A SMALL but mighty movement has begun in Queensland.
Cotton Australia general manager Michael Murray said with ongoing electricity price wars, a small number of growers are exploring options to get off the grid.
He said electricity prices had been increasing at close to four times the rate of inflation over the past decade, and farmers were at a loss.
“People are genuinely - and we’re not making this up - genuinely finding ways to exit the grid,” he said.
“It is not a massive exit at this stage, but I was talking with a grower at St George who is at the point of converting his pumps to diesel.”

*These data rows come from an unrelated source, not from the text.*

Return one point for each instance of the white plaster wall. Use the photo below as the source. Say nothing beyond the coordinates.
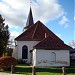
(29, 44)
(43, 58)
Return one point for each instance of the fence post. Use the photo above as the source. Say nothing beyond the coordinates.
(12, 69)
(33, 70)
(63, 71)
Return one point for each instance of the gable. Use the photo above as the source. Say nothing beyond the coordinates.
(36, 32)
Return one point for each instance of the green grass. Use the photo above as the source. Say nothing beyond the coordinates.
(27, 70)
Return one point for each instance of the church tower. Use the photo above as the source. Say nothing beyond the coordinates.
(29, 20)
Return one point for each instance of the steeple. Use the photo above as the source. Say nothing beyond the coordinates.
(29, 20)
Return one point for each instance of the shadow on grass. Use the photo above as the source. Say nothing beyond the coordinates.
(51, 70)
(20, 70)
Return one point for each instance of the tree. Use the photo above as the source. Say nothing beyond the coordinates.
(4, 36)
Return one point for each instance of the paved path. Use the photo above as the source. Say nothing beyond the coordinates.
(1, 73)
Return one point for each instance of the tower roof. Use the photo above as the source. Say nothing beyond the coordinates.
(29, 19)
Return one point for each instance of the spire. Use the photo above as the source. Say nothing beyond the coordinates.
(29, 20)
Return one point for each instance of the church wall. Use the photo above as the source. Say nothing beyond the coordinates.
(45, 58)
(29, 44)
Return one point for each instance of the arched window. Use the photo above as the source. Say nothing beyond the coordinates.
(53, 57)
(24, 52)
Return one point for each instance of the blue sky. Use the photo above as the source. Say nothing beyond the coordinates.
(57, 15)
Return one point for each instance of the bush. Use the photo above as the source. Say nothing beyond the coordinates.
(7, 61)
(21, 61)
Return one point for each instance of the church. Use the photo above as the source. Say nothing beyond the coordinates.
(40, 46)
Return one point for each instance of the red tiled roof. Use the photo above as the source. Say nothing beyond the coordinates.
(52, 44)
(37, 33)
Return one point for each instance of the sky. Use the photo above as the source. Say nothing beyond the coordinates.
(57, 15)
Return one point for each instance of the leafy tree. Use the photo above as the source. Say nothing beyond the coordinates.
(4, 36)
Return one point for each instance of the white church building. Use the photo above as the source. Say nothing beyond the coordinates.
(40, 46)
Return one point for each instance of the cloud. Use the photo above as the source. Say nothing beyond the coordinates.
(59, 35)
(13, 35)
(74, 18)
(64, 21)
(15, 12)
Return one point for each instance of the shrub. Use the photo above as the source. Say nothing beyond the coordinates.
(7, 61)
(21, 61)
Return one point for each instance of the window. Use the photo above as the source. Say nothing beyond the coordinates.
(53, 57)
(24, 52)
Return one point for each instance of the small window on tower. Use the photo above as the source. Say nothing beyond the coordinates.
(24, 52)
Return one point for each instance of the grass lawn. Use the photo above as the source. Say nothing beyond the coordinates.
(27, 70)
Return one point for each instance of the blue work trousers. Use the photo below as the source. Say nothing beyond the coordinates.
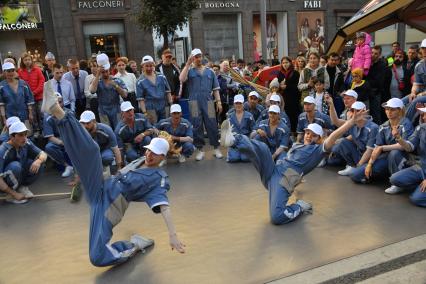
(260, 156)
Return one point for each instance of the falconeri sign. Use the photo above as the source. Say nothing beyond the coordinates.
(100, 4)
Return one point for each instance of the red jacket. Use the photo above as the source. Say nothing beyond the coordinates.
(34, 79)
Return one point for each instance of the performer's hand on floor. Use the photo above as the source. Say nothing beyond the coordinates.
(175, 243)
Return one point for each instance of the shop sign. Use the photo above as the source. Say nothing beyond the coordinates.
(219, 4)
(100, 4)
(312, 4)
(20, 26)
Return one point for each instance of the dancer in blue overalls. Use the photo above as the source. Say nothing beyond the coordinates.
(140, 181)
(242, 122)
(202, 82)
(282, 177)
(414, 176)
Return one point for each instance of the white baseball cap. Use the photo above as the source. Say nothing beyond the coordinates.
(351, 93)
(158, 146)
(103, 61)
(11, 120)
(175, 108)
(125, 106)
(274, 108)
(239, 99)
(7, 66)
(275, 98)
(87, 116)
(309, 100)
(254, 93)
(315, 128)
(147, 59)
(17, 127)
(394, 103)
(196, 51)
(358, 106)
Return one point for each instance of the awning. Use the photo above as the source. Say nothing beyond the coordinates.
(378, 14)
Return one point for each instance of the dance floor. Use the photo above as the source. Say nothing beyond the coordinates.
(221, 214)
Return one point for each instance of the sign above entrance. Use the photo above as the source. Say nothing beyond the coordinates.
(312, 4)
(219, 5)
(95, 4)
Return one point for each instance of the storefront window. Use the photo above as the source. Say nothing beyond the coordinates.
(105, 37)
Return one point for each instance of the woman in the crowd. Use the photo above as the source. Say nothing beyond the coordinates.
(288, 79)
(360, 86)
(33, 75)
(309, 73)
(16, 98)
(414, 176)
(387, 157)
(242, 122)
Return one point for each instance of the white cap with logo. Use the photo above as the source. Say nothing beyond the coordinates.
(87, 116)
(11, 120)
(351, 93)
(239, 99)
(196, 51)
(158, 146)
(309, 100)
(147, 59)
(125, 106)
(315, 128)
(254, 93)
(358, 106)
(103, 61)
(175, 108)
(7, 66)
(394, 103)
(275, 98)
(274, 108)
(17, 127)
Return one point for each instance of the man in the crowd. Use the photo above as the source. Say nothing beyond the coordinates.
(336, 81)
(202, 82)
(55, 146)
(109, 90)
(20, 164)
(49, 61)
(180, 130)
(133, 132)
(77, 78)
(171, 72)
(376, 79)
(104, 136)
(62, 86)
(253, 106)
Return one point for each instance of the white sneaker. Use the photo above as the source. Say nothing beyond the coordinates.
(141, 242)
(393, 189)
(227, 139)
(49, 98)
(68, 171)
(346, 171)
(25, 191)
(306, 206)
(199, 155)
(218, 153)
(182, 159)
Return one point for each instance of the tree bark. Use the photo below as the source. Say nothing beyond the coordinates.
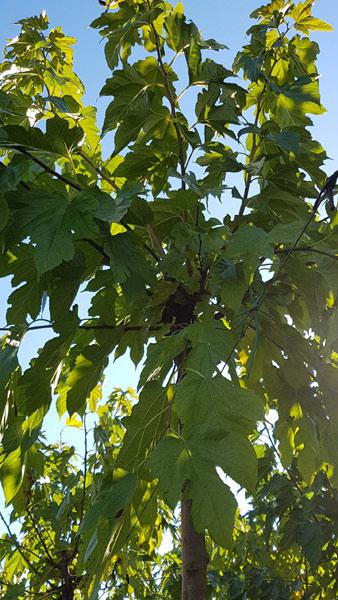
(194, 558)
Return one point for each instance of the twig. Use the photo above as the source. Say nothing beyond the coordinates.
(39, 534)
(88, 327)
(171, 102)
(97, 169)
(19, 547)
(306, 249)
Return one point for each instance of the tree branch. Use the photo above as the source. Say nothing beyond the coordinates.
(47, 168)
(171, 102)
(306, 249)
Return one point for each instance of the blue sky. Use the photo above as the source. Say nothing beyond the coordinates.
(224, 20)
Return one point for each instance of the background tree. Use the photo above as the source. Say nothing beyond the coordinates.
(233, 317)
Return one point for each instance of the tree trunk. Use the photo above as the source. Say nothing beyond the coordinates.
(194, 558)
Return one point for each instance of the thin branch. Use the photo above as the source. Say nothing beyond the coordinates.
(88, 327)
(97, 169)
(19, 547)
(39, 534)
(47, 168)
(306, 249)
(171, 102)
(98, 248)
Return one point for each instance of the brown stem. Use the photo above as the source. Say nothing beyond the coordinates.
(194, 557)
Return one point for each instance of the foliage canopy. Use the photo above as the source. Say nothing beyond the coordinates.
(233, 317)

Mr Murray said it was a “no brainer” for farmers to consider spending the $30,000-$40,000 to fit diesel converters.
”We refer to it as the death spiral,” he said.
“It is real, it is happening and it will gather pace.”

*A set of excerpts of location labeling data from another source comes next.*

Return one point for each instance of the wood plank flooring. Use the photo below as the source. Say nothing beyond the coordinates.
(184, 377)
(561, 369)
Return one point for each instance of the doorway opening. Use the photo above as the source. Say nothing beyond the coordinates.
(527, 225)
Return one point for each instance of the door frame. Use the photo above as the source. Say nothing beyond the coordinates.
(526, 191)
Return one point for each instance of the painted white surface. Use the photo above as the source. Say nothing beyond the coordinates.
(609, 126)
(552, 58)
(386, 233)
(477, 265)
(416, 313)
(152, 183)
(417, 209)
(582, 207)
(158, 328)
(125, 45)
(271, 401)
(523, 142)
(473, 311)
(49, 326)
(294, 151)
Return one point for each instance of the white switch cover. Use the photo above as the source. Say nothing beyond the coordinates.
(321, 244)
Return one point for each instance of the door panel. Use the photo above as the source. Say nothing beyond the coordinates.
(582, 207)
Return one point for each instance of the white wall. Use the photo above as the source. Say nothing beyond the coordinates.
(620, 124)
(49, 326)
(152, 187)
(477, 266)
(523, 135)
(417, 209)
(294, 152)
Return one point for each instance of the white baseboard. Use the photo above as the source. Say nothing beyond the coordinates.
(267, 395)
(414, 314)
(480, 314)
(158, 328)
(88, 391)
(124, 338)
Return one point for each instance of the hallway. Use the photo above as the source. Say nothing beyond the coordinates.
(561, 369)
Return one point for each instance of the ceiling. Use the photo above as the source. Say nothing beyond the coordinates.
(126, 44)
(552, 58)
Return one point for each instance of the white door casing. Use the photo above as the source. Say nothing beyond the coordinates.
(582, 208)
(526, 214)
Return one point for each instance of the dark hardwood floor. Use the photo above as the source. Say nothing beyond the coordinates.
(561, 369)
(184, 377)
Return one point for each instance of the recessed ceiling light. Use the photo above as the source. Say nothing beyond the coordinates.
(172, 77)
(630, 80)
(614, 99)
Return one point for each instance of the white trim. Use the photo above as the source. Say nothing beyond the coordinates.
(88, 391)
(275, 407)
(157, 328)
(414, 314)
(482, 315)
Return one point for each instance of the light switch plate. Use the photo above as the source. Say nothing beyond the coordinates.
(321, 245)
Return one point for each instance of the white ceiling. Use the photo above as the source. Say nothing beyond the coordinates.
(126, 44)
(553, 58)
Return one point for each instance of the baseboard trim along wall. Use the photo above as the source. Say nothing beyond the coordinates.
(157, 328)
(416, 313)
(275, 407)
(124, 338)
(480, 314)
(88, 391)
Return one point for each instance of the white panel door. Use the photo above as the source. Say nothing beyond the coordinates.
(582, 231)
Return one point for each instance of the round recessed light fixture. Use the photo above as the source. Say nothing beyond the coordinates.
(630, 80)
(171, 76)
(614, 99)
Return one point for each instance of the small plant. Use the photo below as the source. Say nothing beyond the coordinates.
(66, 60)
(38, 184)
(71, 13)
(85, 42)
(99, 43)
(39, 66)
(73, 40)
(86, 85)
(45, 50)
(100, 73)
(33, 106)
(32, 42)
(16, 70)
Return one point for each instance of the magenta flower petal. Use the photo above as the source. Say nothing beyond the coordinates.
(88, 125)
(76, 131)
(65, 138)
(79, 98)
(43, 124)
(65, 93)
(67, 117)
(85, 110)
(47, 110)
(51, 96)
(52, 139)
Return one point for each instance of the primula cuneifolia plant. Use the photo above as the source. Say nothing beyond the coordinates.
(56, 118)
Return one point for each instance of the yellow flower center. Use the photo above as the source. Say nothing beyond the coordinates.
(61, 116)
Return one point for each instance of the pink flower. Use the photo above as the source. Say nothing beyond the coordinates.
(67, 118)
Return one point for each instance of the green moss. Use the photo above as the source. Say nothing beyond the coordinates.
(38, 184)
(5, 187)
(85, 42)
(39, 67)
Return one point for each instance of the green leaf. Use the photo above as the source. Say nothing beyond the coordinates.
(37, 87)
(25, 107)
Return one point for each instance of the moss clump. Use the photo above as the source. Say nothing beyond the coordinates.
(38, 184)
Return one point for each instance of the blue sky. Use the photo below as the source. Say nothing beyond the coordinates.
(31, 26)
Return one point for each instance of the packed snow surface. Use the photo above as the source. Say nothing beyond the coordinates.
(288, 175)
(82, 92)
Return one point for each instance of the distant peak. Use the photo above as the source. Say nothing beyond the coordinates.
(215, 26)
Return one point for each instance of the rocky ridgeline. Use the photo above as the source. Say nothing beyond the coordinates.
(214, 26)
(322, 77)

With transitional tariffs set to be unavailable in 2020, irrigators will be forced on to demand-based tariffs, which Mr Murray said were not viable for the industry.

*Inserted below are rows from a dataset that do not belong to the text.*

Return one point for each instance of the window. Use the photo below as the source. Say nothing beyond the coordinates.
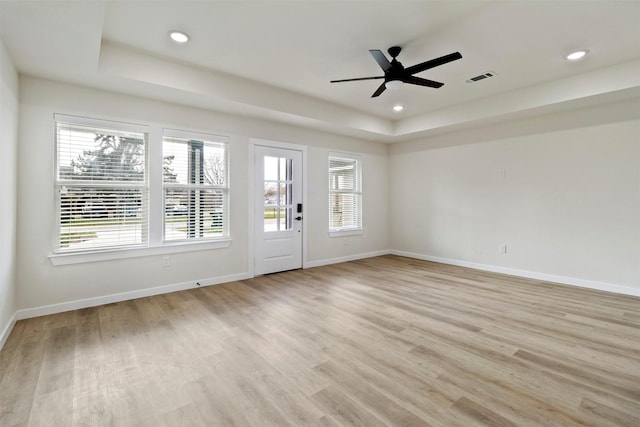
(345, 193)
(195, 186)
(101, 185)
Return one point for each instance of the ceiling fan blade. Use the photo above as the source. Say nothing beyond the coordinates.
(356, 79)
(379, 90)
(432, 63)
(382, 60)
(421, 82)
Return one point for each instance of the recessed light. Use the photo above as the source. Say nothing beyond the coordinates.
(578, 54)
(179, 36)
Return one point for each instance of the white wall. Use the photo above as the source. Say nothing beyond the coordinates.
(8, 188)
(42, 284)
(565, 199)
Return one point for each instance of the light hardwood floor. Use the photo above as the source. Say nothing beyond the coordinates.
(382, 341)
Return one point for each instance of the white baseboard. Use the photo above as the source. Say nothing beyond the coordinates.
(601, 286)
(322, 262)
(124, 296)
(7, 330)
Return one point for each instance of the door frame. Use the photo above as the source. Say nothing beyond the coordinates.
(253, 142)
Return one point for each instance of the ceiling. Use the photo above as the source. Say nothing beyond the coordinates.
(274, 59)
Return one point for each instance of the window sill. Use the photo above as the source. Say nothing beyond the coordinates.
(108, 255)
(345, 232)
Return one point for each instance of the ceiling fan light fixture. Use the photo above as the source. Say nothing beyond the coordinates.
(179, 36)
(394, 84)
(576, 55)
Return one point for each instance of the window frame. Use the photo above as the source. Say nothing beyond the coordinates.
(357, 192)
(96, 185)
(155, 244)
(205, 140)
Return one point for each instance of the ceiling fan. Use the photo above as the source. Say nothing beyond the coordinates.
(395, 75)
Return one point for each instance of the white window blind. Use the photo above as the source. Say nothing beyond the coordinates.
(101, 184)
(345, 193)
(195, 186)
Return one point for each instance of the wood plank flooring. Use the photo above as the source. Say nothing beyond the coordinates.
(384, 341)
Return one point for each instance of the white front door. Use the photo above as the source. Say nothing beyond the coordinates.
(278, 209)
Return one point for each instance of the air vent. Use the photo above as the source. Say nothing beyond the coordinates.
(481, 77)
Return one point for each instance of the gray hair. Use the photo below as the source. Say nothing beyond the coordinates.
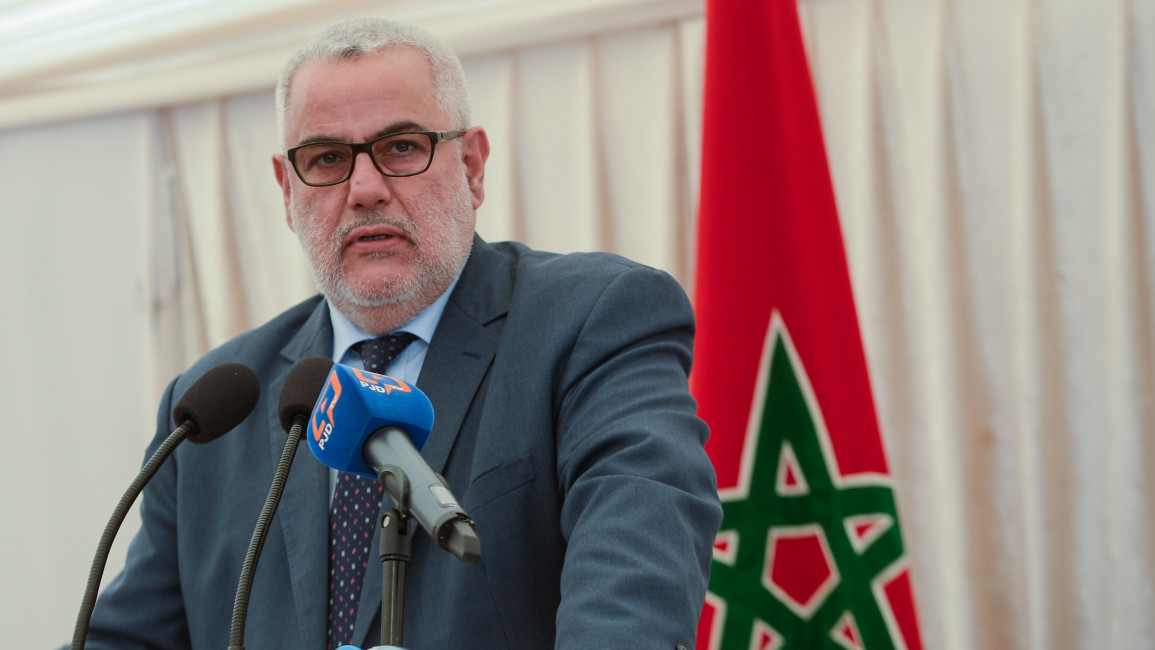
(357, 37)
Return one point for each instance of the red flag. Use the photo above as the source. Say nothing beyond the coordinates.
(810, 554)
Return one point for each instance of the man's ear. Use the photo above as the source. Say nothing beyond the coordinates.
(281, 170)
(475, 151)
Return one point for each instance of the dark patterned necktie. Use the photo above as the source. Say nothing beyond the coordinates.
(354, 513)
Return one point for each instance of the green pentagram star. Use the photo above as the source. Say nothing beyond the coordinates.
(822, 508)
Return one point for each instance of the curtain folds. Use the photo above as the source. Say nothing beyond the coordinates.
(995, 170)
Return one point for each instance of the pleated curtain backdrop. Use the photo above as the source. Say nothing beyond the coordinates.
(995, 170)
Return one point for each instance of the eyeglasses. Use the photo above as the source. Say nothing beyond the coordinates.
(397, 155)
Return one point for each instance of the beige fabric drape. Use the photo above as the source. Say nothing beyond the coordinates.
(995, 169)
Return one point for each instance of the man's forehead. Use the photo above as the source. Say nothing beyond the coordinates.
(390, 87)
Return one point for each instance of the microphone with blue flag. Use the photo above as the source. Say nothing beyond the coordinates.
(374, 426)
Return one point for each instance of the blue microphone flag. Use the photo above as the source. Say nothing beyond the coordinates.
(356, 403)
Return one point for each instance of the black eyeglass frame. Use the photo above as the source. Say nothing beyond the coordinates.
(358, 148)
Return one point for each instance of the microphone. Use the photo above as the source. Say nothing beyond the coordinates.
(302, 387)
(213, 406)
(374, 425)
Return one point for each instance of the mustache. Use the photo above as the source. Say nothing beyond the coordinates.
(403, 224)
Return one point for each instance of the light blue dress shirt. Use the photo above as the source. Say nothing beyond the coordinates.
(407, 366)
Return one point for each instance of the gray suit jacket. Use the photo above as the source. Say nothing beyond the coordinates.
(563, 425)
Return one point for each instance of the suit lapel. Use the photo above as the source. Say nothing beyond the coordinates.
(304, 509)
(455, 364)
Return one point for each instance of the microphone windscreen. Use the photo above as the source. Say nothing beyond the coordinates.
(218, 401)
(302, 388)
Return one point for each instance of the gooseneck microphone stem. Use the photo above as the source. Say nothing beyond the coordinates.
(245, 584)
(118, 516)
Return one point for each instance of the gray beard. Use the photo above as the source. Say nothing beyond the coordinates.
(452, 216)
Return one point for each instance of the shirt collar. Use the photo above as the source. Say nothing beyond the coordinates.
(345, 334)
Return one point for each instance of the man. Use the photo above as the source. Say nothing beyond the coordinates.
(563, 419)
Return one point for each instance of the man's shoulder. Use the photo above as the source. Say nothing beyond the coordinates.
(261, 345)
(531, 268)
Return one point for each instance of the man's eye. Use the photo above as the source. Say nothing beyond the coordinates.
(401, 147)
(326, 158)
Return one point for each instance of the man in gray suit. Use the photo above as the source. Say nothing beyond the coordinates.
(563, 418)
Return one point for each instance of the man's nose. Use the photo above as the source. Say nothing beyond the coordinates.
(367, 187)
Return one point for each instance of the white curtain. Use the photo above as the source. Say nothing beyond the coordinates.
(995, 169)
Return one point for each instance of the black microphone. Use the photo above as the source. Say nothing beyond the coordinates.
(302, 387)
(213, 406)
(367, 424)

“They simply do not work for a flood harvester,” he said.
“They can only operate when the water is available.
“It varies from year to year, but we’ve got people who would be paying three times more without using one extra bit of electricity.”
We refer to it as the death spiral. It is real, it is happening and it will gather pace.
- Michael Murray
He said any further electricity price hikes, like the ones released on May 31 which were exceptionally higher than the draft proposed in March, would push more irrigators away from electricity.
“It will just feed this movement away from grid electricity,” he said.
“We’re now waiting on the Queensland Government, which has given a new direction to QCA (Queensland Competition Authority) to review those electricity prices that were announced on the 31st of May, and they have until the 16th (June) to come up with those new prices.”